Since current is flowing - let's say for the fun of it that the voltage required to start the current flowing across the gap is 12,000 volts. I=E/R so 12,000/2,005000 to start. So the initial current is about .006 amps. Now let's say that the effective resistance drops to 1M ohm once the current is flowing, so 12,000/1,005000 means that the current is now .12 amps. So the voltage across the resistor and gap are (E=IR):

Before: .006*5,000 = about 30 volts and the voltage across the gap .006/2,000,000 is about 12,000 volts - the coil voltage is 12,030 volts

During: .012*5,000 = about 60 volts and the voltage across the gap .012/1,000,000 is about 12,000 volts - the coil voltage is 12,060 volts

You know the plain old Lucas coils are capable of high voltage - the bike will run at high or low altitude, at as least 13:1 compression ratio, rich or lean, and even at the Norton top gap of .028". They probably won't spark standard plugs at a wider gap or even higher compression.

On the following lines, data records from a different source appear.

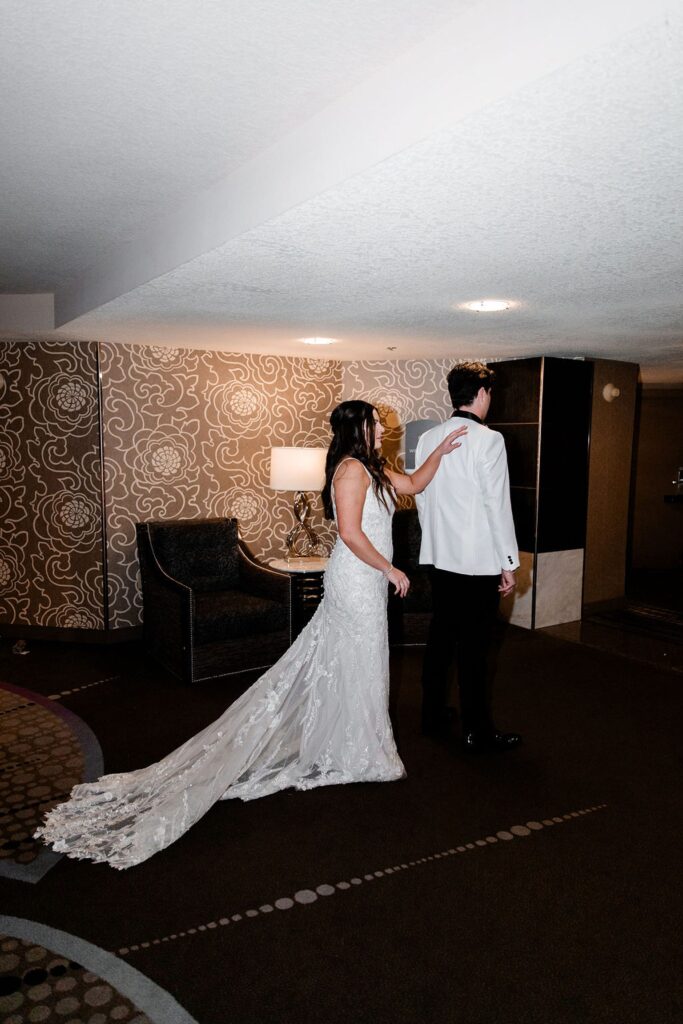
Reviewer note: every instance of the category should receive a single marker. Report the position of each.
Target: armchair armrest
(168, 609)
(263, 581)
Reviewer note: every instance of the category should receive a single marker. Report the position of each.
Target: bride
(317, 717)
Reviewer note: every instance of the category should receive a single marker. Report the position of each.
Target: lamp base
(302, 542)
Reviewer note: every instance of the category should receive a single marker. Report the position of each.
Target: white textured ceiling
(563, 194)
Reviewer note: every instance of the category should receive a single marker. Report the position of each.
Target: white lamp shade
(297, 469)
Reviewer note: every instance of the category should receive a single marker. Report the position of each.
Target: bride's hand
(399, 581)
(450, 442)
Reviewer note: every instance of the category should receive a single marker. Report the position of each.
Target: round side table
(307, 587)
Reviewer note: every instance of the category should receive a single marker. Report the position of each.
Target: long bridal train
(317, 717)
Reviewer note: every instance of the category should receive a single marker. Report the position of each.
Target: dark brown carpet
(573, 922)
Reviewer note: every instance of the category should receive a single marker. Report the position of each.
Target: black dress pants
(464, 610)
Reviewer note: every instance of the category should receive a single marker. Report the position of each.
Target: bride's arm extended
(417, 481)
(350, 487)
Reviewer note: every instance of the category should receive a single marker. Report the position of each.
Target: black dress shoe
(504, 740)
(478, 742)
(474, 742)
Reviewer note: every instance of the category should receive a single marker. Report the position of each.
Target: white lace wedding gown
(318, 717)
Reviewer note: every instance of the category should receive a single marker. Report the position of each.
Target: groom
(468, 538)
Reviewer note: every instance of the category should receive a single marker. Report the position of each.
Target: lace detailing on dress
(318, 717)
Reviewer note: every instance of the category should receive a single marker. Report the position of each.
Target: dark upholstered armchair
(410, 616)
(209, 608)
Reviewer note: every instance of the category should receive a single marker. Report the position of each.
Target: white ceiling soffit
(114, 114)
(524, 151)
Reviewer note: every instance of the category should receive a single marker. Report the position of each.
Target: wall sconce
(609, 392)
(299, 470)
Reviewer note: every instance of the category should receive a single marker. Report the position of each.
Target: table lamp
(299, 469)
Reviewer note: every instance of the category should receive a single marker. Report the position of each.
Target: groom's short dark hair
(465, 380)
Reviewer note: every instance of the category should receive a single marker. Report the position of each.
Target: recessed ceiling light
(486, 305)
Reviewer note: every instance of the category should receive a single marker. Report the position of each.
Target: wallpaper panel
(187, 433)
(50, 494)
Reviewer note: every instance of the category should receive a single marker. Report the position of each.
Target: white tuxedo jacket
(465, 511)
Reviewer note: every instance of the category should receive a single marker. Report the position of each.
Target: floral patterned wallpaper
(402, 390)
(187, 433)
(50, 485)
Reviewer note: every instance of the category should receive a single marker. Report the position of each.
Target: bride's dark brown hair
(353, 436)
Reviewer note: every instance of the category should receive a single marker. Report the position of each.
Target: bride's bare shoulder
(350, 471)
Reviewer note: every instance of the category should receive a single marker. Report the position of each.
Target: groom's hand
(508, 583)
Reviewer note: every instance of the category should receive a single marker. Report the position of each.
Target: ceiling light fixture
(486, 305)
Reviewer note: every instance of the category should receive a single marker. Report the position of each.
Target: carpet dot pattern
(38, 985)
(78, 689)
(41, 761)
(305, 897)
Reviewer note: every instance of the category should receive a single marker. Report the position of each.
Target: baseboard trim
(61, 635)
(595, 607)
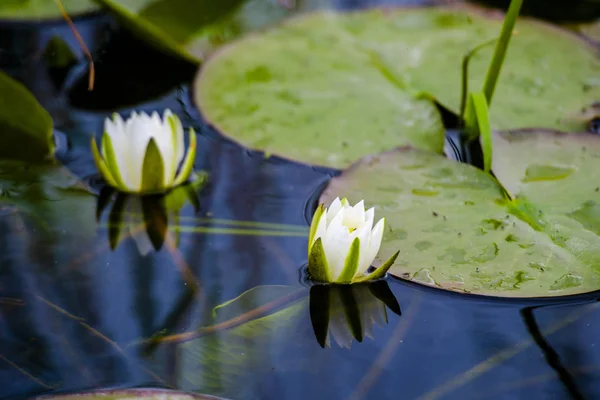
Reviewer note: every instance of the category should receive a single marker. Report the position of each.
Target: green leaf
(468, 236)
(25, 126)
(153, 170)
(351, 263)
(188, 162)
(329, 88)
(43, 9)
(193, 29)
(318, 268)
(101, 165)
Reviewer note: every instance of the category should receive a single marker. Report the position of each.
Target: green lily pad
(456, 229)
(328, 88)
(43, 9)
(193, 29)
(25, 126)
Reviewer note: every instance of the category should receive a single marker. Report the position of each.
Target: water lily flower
(343, 243)
(144, 154)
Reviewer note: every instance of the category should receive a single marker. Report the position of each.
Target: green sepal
(153, 170)
(104, 171)
(317, 262)
(351, 263)
(315, 224)
(111, 161)
(188, 162)
(381, 271)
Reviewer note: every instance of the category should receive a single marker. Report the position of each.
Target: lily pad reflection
(347, 312)
(149, 220)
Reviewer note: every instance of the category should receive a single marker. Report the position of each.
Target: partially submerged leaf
(25, 126)
(329, 88)
(51, 196)
(465, 235)
(42, 9)
(192, 29)
(311, 91)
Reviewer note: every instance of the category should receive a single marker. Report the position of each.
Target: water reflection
(149, 219)
(347, 312)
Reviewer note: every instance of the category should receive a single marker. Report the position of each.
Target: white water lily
(343, 243)
(144, 154)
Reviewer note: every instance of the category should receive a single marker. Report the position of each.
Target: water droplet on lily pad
(424, 276)
(536, 172)
(567, 281)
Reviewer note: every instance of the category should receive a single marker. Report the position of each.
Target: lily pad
(25, 126)
(43, 9)
(456, 229)
(328, 88)
(193, 29)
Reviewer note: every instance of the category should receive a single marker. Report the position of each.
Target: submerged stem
(81, 42)
(500, 52)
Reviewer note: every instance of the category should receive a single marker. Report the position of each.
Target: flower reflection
(347, 312)
(147, 219)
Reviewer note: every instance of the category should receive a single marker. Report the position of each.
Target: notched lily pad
(470, 237)
(328, 88)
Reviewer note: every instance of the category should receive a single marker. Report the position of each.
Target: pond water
(76, 315)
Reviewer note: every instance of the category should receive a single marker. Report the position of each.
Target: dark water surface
(74, 313)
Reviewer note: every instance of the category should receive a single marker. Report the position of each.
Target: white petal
(138, 137)
(321, 227)
(355, 216)
(336, 244)
(375, 242)
(370, 215)
(334, 208)
(178, 146)
(365, 260)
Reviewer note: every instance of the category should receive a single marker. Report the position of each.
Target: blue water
(73, 311)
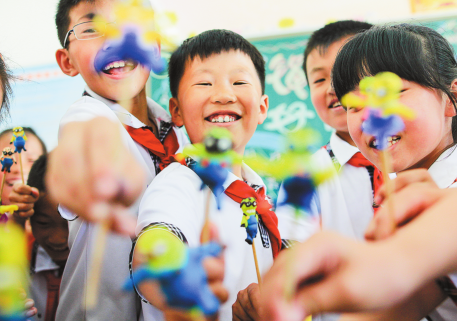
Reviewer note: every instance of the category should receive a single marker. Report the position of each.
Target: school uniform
(44, 284)
(113, 303)
(444, 173)
(175, 200)
(344, 203)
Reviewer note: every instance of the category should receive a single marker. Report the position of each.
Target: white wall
(29, 38)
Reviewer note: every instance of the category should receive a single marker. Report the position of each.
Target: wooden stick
(20, 164)
(386, 168)
(259, 278)
(3, 184)
(205, 230)
(96, 263)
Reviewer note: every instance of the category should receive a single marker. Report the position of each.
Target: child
(50, 250)
(355, 276)
(98, 169)
(429, 83)
(35, 148)
(6, 77)
(217, 79)
(345, 203)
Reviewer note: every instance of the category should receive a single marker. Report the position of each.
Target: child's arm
(93, 174)
(24, 197)
(380, 226)
(338, 274)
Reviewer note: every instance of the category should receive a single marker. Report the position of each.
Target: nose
(330, 89)
(223, 94)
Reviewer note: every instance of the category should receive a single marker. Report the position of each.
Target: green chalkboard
(286, 86)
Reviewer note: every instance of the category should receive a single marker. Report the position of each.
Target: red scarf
(358, 160)
(146, 138)
(239, 190)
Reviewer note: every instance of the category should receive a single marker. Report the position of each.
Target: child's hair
(415, 53)
(27, 130)
(206, 44)
(5, 77)
(330, 33)
(63, 16)
(37, 172)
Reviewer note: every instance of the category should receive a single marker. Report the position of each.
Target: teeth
(223, 119)
(117, 64)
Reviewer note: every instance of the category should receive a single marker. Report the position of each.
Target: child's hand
(332, 273)
(247, 306)
(93, 174)
(405, 179)
(24, 197)
(410, 200)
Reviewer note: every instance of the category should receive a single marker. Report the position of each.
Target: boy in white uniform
(217, 79)
(50, 249)
(344, 203)
(98, 168)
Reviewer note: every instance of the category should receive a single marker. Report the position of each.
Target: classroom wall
(28, 40)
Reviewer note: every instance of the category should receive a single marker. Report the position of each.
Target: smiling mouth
(391, 140)
(222, 118)
(335, 104)
(119, 67)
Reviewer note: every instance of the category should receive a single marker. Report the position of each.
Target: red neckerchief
(146, 138)
(358, 160)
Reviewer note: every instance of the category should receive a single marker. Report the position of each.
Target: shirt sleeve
(174, 198)
(85, 109)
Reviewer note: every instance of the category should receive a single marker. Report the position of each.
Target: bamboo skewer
(93, 281)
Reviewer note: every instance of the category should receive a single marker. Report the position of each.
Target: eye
(41, 223)
(238, 83)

Any way you look at it the voltage across the plug gap will remain the same. If yo umake a coil that can produce a million volts, the volts across the gap won't change. When you have fancy plugs like surface gap, they has much higher resistance and therefore require a coil with higher capability.

Of course I'm using steady state numbers. A coil secondary collapsing is not like steady state - for one the voltage and therefore current ramps up and ramps down - it's like a flat-top spike and the it, to a much lesser degree goes the other way.